Voltei de Cuba com 14 anos. Já estava terminando o ginásio, cheguei aqui e fui concluir o ginásio no Colégio Equipe. Depois continuei fazendo colegial, fui prestar vestibular, fui aprender o português, porque falava português com a minha mãe em casa, mas não sabia escrever, não tinha gramática. Fui alfabetizada em espanhol. Então, a minha primeira língua pode-se dizer que foi o espanhol. Dessa forma, cheguei no Brasil e fui aprender a escrever o português, eu fui aprender geografia, história brasileira. Até então eu sabia a história, geografia de Cuba, os heróis cubanos,
Antonio Maceo, José Marti, mas não sabia quem era Tiradentes. Então, com 14 anos comecei a aprender o que era o meu país. Nos foi tirada muita coisa, sim.

A ditadura nos tirou a infância, nos tirou metade da juventude, nos deixou com sequelas. Nos tirou nossos pais guerreiros, militantes, tios. Paradoxalmente, nos deu uma bagagem de vida, que poucos têm, porque nós, hoje, temos maturidade. Nós, essas crianças, acabamos amadurecendo à força, a ferro e fogo. Com 13 anos, eu lia A Revolução dos Bichos e 1984. Porque o povo cubano é muito culto. Eles podem não ser ricos financeiramente, mas é um povo muito culto, porque se promove muito a leitura, o debate. Até nisso na escola, na volta ao Brasil, eu era muito mais madura que as minhas colegas. Foi muito difícil entender a linguagem, por exemplo, porque enquanto eu falava de militância política, elas falavam de outras coisas que para mim eram totalmente alheias ao meu conhecimento.

Isso é o que me lembro da minha infância. Foi uma infância dolorida. Tivemos uma perda grande. Não só a do meu pai mas a de outros companheiros. Eu cresci escutando histórias de companheiros que foram mortos, torturados (o meu pai, inclusive, porque as marcas das torturas eram evidentes quando íamos visitá-lo na prisão). Mas nunca se acostuma a escutar. Sempre que escutamos um novo relato é muito doído, dói demais. E é uma sequela que se leva, mas também levamos essa experiência, essa bagagem toda.

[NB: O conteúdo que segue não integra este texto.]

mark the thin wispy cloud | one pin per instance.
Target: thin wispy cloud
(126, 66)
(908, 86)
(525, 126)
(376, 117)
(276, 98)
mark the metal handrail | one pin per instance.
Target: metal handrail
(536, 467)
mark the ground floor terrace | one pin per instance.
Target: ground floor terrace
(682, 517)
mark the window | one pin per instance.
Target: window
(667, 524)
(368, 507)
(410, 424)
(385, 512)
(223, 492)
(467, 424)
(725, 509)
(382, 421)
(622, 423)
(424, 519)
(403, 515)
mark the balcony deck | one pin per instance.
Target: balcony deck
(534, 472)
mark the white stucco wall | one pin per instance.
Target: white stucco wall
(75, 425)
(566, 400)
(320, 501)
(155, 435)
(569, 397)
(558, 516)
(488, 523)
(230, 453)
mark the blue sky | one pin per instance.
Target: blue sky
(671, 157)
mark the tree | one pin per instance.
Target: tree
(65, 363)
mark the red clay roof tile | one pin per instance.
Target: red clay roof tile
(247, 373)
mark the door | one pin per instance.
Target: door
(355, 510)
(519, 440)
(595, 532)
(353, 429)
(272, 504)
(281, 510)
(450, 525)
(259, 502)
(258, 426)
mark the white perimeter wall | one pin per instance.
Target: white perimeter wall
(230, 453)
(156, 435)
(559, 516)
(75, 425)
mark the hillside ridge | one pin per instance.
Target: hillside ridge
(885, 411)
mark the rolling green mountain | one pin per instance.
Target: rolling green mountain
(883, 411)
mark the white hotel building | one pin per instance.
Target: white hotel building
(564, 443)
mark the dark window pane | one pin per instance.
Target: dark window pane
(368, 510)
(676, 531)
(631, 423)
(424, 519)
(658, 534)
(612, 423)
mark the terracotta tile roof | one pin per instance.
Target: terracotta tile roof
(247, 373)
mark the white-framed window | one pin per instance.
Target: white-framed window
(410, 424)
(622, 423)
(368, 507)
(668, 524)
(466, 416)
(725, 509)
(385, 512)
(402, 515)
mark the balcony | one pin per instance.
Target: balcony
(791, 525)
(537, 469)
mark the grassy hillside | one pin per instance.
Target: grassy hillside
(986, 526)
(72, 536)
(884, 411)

Postei a foto do meu pai uma vez, tirada no Presídio Tiradentes, e o Gregório, filho do Virgílio, que cresceu com a gente em Cuba, perguntou para mim “O que você diria para esse jovem, porque hoje você é mais velha do que ele?”. Porque meu pai era jovem, tinha 30 anos quando foi preso. Eu respondi: “Faria exatamente igual a ele, nem um milímetro diferente, nada”. Acho que ele foi um grande guerreiro. Eu o perdi, mas tenho certeza que até o momento do último suspiro ele não se arrependeu, porque estava lutando por aquilo que acreditava. Ele me deixou esse legado “Lute toda a sua vida por aquilo que você acredita, por aquilo que você acha justo. Mesmo que isso signifique a sua morte, nunca deixe de fazer isso”. É a entrega total de um ser humano para uma causa, isso não tem preço. É um orgulho total dele e dos companheiros dele. Faria tudo igual a ele, acho que ele fez tudo certinho.

Célia Silva Coqueiro nasceu em 25 de Julho de 1965 em São Bernardo do Campo (SP). Filha de Aderval Coqueiro e Isaura Silva Coqueiro, começou a estudar ballet clássico em Cuba e continuou no Brasil. Trabalhou na ASTC (Asociación Sandinista de Trabajadores de La Cultura) em Manágua/Nicarágua durante o processo da Revolução Sandinista (1987 a 1990). Trabalhou no Brasil implantando projetos de formação de técnicos na área cultural focado na dança para crianças carentes no Paraná e em São Paulo. Hoje faz faculdade de Gestão de Políticas Públicas e trabalha no Poder Público de São Paulo.